The architecture that fell out of that reframe:
- Connectors that read SharePoint via Microsoft Graph.
- An indexer that chunks and stores with checkpoint logic.
- An intelligence layer that prompts Claude with structured context — not raw text — and returns health cards on a strict schema.
- A delivery layer that posts directly into Teams as a structured card.
The most important architectural decision was separating the intelligence layer from the connector and data layers. That makes the model swappable — Claude today, something else tomorrow — without touching the data infrastructure. It also makes the whole product redeployable for any client in under four weeks.
Key decisions
Four decisions that shaped the product
Decision 01
Swappable intelligence layer
Most "AI for X" tools wire the model into the data layer. We separated them on purpose. The connector layer reads SharePoint via Microsoft Graph; the intelligence layer prompts Claude with structured context; the delivery layer posts into Teams. Swap the model, the rest of the system doesn't care. That's the move that lets one internal tool become a redeployable product.
Decision 02
Schema-bound outputs, not free-form prose
Free-form LLM output is impossible to QA at scale. Every prompt returns a strict JSON schema — milestones, burn variance, scope drift, risk flags — and the Teams card is composed from that schema. It also means errors are inspectable: if a field is wrong, you can see it in the data, not parse it from a paragraph.
Decision 03
Deliver to where the team already is
The naive instinct was to build a dashboard. PMs would have to remember to open it. We landed on Microsoft Teams as the delivery surface — same channel the team already lived in, same notifications they already trusted. Zero new logins, zero new tools, zero new behaviours to learn. The health card just appears.
Decision 04
Checkpoint indexing for large projects
One of the first real projects had a 73-file SharePoint folder. Indexing crashed twice. Rather than chunking smaller, we added checkpoint logic — every batch saves a resumable index state, so any failure restarts from the last successful chunk rather than from zero. Boring infrastructure decision; absolutely critical for production.
01 / 04
Outcome
What changed
- Live in Microsoft Teams across 5 client engagements.
- Weekly health-card generation: 3–5 PM hours per project → under 30 seconds.
- A 73-file project indexed successfully with retry + checkpoint logic — proved the architecture at scale.
- Auto-flagged 3 undocumented scope changes on one engagement that would have shown up as margin loss weeks later.

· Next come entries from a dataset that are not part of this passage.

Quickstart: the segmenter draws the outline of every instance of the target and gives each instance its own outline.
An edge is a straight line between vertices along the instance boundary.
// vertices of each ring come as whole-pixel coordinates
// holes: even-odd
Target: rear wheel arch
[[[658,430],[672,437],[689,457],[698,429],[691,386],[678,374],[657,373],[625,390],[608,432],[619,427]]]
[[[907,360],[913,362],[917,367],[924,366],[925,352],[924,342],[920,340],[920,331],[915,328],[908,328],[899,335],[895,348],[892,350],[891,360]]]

- The leadership demo led directly to a new billable BCG engagement.
Reflection
"The interesting design problem in AI ops isn't the model — it's the contract between the connectors, the intelligence layer, and the delivery surface. Get the contract right and the model becomes a swappable detail."
VEDA was the project that convinced me the real differentiator at this stage of AI isn't the model. The model is rented from someone else. The differentiator is the system around it — the connectors, the schema, the human surface, the resilience to scale. Every six months the model gets better; the architecture you wrote around it had better still hold.